SecondaryMarket.news: Finally, what are your main objectives for the next five years, particularly regarding circularity in consumer electronics, trade-in programs, and supporting retailers managing devices sustainably across Europe’s evolving regulatory landscape?
Ricardo Morgado: The circularity market is growing so fast that technology must keep pace. LoopOS has a clear objective for the next five years: to become the industry standard for circular operations across all sectors. Just as companies associate Salesforce or HubSpot with sales, or Shopify with e-commerce, LoopOS wants to be the first name that comes to mind for circularity.
This ambition extends beyond consumer electronics.
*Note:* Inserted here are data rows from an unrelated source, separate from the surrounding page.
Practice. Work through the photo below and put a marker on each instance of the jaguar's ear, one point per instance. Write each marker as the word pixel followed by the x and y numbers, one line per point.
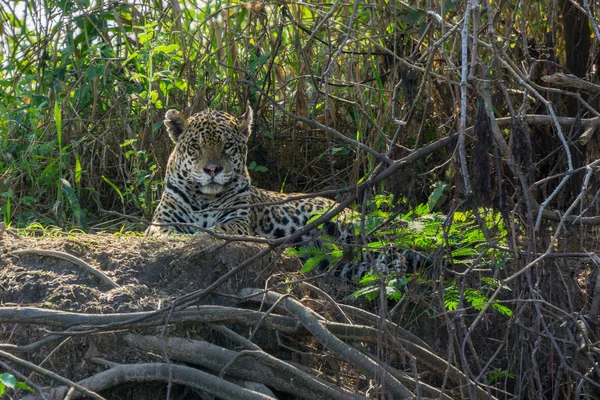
pixel 245 121
pixel 176 124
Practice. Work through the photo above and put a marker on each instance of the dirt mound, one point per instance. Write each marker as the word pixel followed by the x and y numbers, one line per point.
pixel 149 272
pixel 121 317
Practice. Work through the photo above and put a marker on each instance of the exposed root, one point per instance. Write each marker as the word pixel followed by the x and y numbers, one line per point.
pixel 151 372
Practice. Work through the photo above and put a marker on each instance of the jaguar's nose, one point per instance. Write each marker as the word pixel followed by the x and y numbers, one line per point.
pixel 213 169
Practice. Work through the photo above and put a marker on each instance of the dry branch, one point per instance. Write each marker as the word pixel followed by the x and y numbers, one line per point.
pixel 278 374
pixel 572 82
pixel 327 339
pixel 127 373
pixel 204 313
pixel 43 371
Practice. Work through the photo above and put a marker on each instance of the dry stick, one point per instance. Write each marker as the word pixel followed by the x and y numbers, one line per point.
pixel 235 337
pixel 22 377
pixel 276 373
pixel 404 378
pixel 322 334
pixel 462 125
pixel 50 374
pixel 68 257
pixel 201 313
pixel 526 268
pixel 152 372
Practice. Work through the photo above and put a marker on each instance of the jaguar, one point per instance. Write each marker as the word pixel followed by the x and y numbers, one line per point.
pixel 207 184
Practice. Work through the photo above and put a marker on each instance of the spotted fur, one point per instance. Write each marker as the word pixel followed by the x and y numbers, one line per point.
pixel 207 171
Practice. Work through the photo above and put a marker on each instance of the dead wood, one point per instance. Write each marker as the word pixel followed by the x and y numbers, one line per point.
pixel 572 82
pixel 416 347
pixel 277 373
pixel 203 313
pixel 327 339
pixel 191 377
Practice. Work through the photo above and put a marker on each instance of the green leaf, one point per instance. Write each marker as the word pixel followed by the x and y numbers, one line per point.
pixel 116 189
pixel 23 386
pixel 74 203
pixel 166 48
pixel 58 122
pixel 438 191
pixel 312 262
pixel 8 380
pixel 77 169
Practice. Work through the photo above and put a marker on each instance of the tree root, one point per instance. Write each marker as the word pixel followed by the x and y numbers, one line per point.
pixel 68 257
pixel 203 313
pixel 327 339
pixel 269 371
pixel 126 373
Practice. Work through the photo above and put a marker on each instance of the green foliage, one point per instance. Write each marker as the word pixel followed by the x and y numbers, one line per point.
pixel 9 381
pixel 422 231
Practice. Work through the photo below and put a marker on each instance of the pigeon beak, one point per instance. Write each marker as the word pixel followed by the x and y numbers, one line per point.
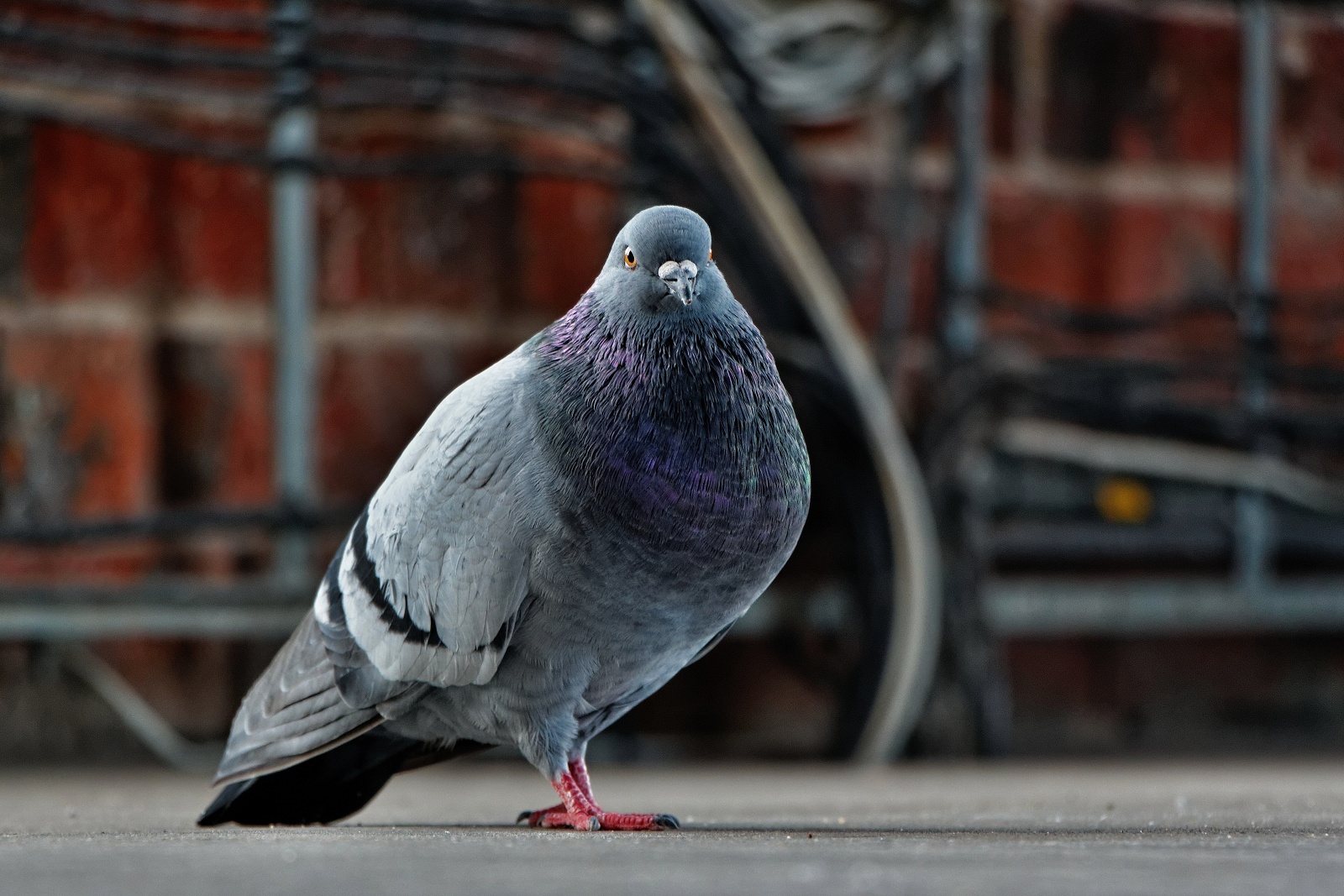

LoopOS aims to serve circular models in fashion, insurance, sporting goods, home appliances, mobility and any sector where products can have multiple lives.
To achieve this, the platform focuses on reducing the cost and complexity of launching and running circular channels, accelerating time-to-market and equipping companies with the tools to operate multi-life models efficiently and profitably. AI is central to this strategy. LoopOS’s agentic AI capabilities help create, optimise and scale circular flows faster than ever, making circularity operationally simple for organisations of any size.
LoopOS also provides a compliant-by-design infrastructure that adapts to evolving regulatory frameworks in Europe and the US. As trade-in, repair, refurbishment and recycling become essential across categories, the platform will continue to support organisations in managing products sustainably while turning circularity into a scalable business opportunity.